Autonomous administration can meet with resistance due to perceived lost work opportunities. However, it does increase job opportunities in other categories, increases customer satisfaction, and reduces costs. This, in turn, can lead to the expansion of the company, and through that, will create more office work opportunities – within a happier, more efficient work environment.
Big data will help office workers track and analyse key metrics without cumbersome, frustrating worksheets the size of solar panels. Human resources will be managed more effectively and will see a more positive impact from their effective input. There is nothing more demotivating for a staff member than working laboriously through tasks that ultimately create minimal impact versus the intensity of input and processing. To this end, any statutory reporting is easily done when automated without the need for panic and all-nighters.
Staff can have more fulfilling, value-adding careers.
The big goal – full automated deliveries
Self-driving vehicles are here, but it is early days. The dream of self-driving large trucks is still a high risk to a society based on the level of A.I. available. The fact that there are domestic vehicles self-driving (with a human presence in the car) is still amazing, considering the technology was embryonic ten years ago! Self-driving has moved from a pie-in-the-sky idea to actual wheels on the road but with human intervention still required. Widespread adoption will happen with the near-trillions of dollars being invested into this technology.
These ‘dumb-trucks’ will not only reduce costs from the lack of drivers, the lack of human foibles and the absence of stops for rest but will produce their own significant quantity of data as each mile is clocked. They will have the agility to self-assess their current performance versus previous records and will adjust immediately. This creates a better outcome and a safer trip. The faster you can improve poor performance, the greater the saving in any business.

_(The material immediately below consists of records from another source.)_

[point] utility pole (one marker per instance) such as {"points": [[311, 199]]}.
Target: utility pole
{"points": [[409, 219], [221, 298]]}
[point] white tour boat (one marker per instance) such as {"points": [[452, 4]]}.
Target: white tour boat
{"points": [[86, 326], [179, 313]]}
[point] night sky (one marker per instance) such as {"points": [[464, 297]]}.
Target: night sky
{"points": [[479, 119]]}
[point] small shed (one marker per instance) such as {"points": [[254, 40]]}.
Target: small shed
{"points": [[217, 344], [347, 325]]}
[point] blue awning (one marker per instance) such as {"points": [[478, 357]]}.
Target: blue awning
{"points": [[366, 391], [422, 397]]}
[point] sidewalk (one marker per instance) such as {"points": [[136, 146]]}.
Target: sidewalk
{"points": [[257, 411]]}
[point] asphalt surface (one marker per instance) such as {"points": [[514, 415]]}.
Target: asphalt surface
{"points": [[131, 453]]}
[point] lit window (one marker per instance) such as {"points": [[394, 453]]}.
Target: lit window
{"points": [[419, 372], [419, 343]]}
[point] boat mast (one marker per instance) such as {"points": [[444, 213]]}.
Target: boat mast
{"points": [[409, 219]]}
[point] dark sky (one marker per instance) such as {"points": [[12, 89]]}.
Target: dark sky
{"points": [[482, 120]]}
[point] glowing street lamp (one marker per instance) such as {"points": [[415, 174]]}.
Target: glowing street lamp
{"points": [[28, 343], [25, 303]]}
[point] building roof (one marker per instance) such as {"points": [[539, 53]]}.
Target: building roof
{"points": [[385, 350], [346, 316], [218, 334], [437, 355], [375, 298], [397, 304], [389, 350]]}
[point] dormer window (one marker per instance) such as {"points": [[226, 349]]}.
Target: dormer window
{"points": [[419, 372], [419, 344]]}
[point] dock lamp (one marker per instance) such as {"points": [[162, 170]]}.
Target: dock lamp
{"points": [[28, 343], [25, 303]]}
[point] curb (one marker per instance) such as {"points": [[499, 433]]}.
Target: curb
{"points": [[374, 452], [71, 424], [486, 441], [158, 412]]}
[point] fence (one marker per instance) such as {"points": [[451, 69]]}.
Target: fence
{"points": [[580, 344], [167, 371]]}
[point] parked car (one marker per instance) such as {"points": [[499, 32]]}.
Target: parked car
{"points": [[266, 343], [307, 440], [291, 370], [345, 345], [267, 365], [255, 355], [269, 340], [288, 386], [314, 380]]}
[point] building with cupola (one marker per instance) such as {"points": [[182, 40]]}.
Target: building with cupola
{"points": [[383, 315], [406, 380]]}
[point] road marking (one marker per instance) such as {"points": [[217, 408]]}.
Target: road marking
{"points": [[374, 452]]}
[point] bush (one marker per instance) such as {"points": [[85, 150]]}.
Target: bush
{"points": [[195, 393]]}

The above solution would be laughable without big data collation, big data analytics, and profound artificial intelligence.
Trucks, lorries, warehouses, and back-office functions will become increasingly autonomous or fade into the distant past. The highly innovative Amazon is, again, being a pioneer in the marketplace. They are already using autonomous picking robots in their warehouses. The robots track items from their uploaded pick-list, pick them and transport them to a stacking point or a packing line. Human employees are still used for the dispatch and vehicle interface.
Automation and semi-automation are prevalent in the majority of warehouses. Some have warehouse management systems only, others are also incorporating robots for portions of the work (like super-high-level picking), some use wireless scanners and trackers, and some have invested in big data analytics.
Since the automation of warehousing was introduced, each company has been able to radically reduce delivery turnaround times. Referring back to our example, viz Amazon, they were effectively able to slash delivery times, to customer’s doors, by nearly 50 per cent. That is huge!
Is everyone onboard the data ship?
Globally, logistics companies are big supporters of advancements in big data analytics. 90 per cent of the shipping industry are supporters, and 98 per cent of logistics firms believe that they cannot compete without big data and AI support, operationally and strategically.
Big data has revolutionised the package delivery industry, bringing service and cost efficiencies and environmental benefits. Job categories will be lost, but that vacuum will be filled by other categories, giving a win-win solution.